Tony Jones. Photograph: Robert Workman

Holding Court: Tony Jones. Photograph: Robert Workman

Short, slight and exceptionally well mannered, you wouldn’t notice Toby Jones if you passed him on the street.

Notoriously overshadowed by Hollywood interpretations of both his Truman Capote and Alfred Hitchcock, you might not recognise him from his work either.

You won’t even spot him in Harry Potter.

His contribution? The unseen voice of Dobby, the (digitally created) house elf.

But, diligently and persistently, Jones has been carving out a career as one of the foremost actors of his generation.

Performances in classic British films like Tinker, Tailor, Soldier, Spy, Mike Leigh’s Naked, and the award winning Berberian Sound Studio are finally bringing him the acclaim his chameleon-like ability deserves.

He is appearing this month in Circle Mirror Transformation the latest in a series of plays the Royal Court Theatre has taken from their home in Sloane Square and presented in unlikely spaces around London. This July it is the turn of the Rose Lipman Building in Haggerston.

Set in Vermont, New England, the play charts the journey of a group of non-actors taking part in an evening theatre class. Moving in and out of focus over the course of weekly sessions their relationships gradually unfurl before the audience.

“It’s about watching behaviour,” says Jones. “You won’t know quite what all the relationships are but you’ll ask, what happened during the week that made them act like that? What did that look mean? Are they attracted to each other or is that just the game.”

It is this degree of examination and collective exploration that Toby so loves about the process of putting on a play.

“Normally on film it comes down to very quick rehearsal, working largely on your own,” he says. “It’s quite a lonely process but here, with the other actors, this mysterious accumulation of emotion starts to happen”

A devoted and seasoned theatre actor, he was awarded an Olivier for The Play What I Wrote in which he impersonated guest roles from Cilla Black to Roger Moore on stage every night. Hackney audiences may also remember his performance as J.M.W. Turner which opened the Arcola Theatre’s new building on Ashwin Street in 2011.

Having played so many well-known figures, the mystery of creating a new character is a subject Toby is often asked about.

“There’s a kind of mythology around certain actors that the transformative process is total,” he says. “I think we’d like to believe that actors are something occult – if you do the right things and it all comes together they actually transform.

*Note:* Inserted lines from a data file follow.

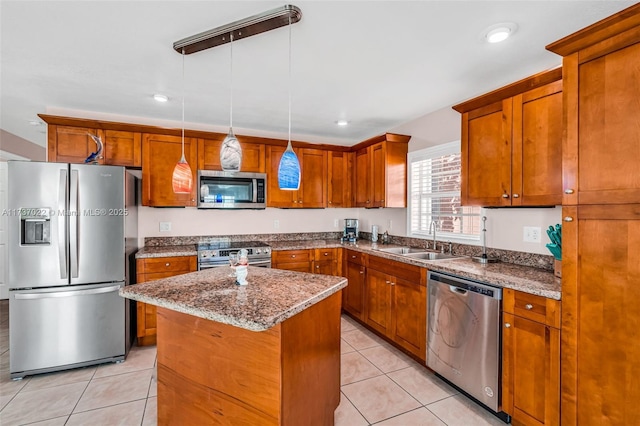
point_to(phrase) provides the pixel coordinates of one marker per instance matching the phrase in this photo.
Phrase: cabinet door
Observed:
(354, 293)
(378, 301)
(253, 155)
(531, 371)
(486, 155)
(275, 196)
(122, 148)
(160, 153)
(410, 316)
(537, 147)
(362, 178)
(603, 134)
(339, 167)
(313, 179)
(67, 144)
(600, 317)
(378, 174)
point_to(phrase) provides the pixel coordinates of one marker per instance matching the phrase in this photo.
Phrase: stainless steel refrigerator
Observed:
(72, 229)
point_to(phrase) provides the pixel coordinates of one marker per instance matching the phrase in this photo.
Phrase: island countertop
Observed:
(271, 296)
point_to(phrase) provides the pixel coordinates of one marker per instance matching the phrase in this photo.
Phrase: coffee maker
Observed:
(350, 230)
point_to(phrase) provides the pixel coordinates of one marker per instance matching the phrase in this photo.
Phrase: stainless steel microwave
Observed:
(231, 190)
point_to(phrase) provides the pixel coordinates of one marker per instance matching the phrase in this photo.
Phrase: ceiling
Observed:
(377, 64)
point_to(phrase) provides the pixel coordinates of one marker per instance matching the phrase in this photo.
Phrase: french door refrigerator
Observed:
(67, 260)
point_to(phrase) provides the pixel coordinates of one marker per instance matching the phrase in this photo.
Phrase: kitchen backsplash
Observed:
(517, 257)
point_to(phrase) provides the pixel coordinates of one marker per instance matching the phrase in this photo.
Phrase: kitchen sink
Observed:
(402, 250)
(427, 255)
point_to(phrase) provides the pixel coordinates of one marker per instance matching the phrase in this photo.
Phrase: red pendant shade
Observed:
(182, 180)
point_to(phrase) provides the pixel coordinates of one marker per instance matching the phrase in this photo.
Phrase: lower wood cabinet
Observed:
(150, 269)
(396, 303)
(353, 294)
(531, 359)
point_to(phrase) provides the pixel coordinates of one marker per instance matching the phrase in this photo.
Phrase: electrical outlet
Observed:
(531, 234)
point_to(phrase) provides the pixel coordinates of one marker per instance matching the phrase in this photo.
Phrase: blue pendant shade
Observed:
(289, 171)
(289, 167)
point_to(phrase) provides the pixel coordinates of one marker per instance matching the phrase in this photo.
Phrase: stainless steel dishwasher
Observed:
(463, 335)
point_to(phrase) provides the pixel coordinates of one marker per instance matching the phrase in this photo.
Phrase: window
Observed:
(434, 195)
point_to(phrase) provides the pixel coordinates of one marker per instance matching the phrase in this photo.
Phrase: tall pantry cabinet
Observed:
(600, 349)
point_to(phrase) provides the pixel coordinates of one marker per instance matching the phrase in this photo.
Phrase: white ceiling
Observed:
(378, 64)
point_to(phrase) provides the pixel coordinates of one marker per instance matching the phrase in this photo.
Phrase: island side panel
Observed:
(213, 373)
(311, 364)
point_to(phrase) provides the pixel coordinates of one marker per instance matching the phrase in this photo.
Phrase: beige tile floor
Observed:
(380, 385)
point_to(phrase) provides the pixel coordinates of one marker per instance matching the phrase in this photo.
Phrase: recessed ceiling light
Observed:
(499, 32)
(160, 98)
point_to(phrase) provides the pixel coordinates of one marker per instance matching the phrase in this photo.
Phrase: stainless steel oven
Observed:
(216, 254)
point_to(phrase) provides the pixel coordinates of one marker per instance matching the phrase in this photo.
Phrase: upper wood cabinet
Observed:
(512, 142)
(313, 179)
(339, 179)
(72, 144)
(160, 153)
(253, 155)
(601, 226)
(380, 176)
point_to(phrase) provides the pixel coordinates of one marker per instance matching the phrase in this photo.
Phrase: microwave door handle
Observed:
(73, 224)
(62, 223)
(255, 190)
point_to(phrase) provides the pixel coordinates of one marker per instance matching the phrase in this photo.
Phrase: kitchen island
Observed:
(266, 353)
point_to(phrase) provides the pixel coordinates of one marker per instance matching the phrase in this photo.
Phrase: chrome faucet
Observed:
(433, 225)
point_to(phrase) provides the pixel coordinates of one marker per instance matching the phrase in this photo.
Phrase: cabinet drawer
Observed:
(533, 307)
(285, 256)
(356, 257)
(166, 264)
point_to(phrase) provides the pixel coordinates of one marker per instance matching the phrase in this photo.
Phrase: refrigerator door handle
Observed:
(62, 223)
(73, 224)
(32, 296)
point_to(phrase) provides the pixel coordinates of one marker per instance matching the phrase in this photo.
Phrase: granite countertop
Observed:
(167, 251)
(271, 296)
(508, 275)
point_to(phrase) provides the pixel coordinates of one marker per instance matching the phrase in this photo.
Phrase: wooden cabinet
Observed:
(396, 303)
(512, 144)
(313, 179)
(380, 177)
(72, 144)
(253, 155)
(160, 153)
(353, 294)
(153, 269)
(531, 359)
(339, 179)
(327, 261)
(601, 227)
(293, 260)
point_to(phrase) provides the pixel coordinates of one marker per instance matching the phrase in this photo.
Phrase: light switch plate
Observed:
(531, 234)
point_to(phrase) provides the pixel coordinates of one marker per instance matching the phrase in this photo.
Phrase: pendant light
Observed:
(230, 150)
(182, 179)
(289, 168)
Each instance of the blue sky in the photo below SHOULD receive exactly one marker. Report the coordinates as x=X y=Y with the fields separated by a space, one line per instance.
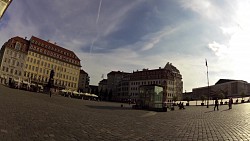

Although he describes Circle Mirror Transformation as a mysterious thing in itself.

“The shape of it more abstract than a simple three-act structure,” he says.

He eschews the idea of mystery in his own process. In truth his practice is immersion in the world of the play and a constant curiosity about human interaction that helps him to create, in this case, an ordinary and recognisable person.

“It’s extreme naturalism so that means, if we do it right, people will get that pleasure of un-acted behaviour, not being sure where the play begins and ends.”

Toby’s bright blue eyes light up at the delicious prospect of achieving this effect on the audience before he disappears round a blind corner and back to rehearsals.

Circle Mirror Transformation by Annie Baker, 5 July – 3 August 2013 at the Rose Lipman Building, Haggerston. Tickets £20.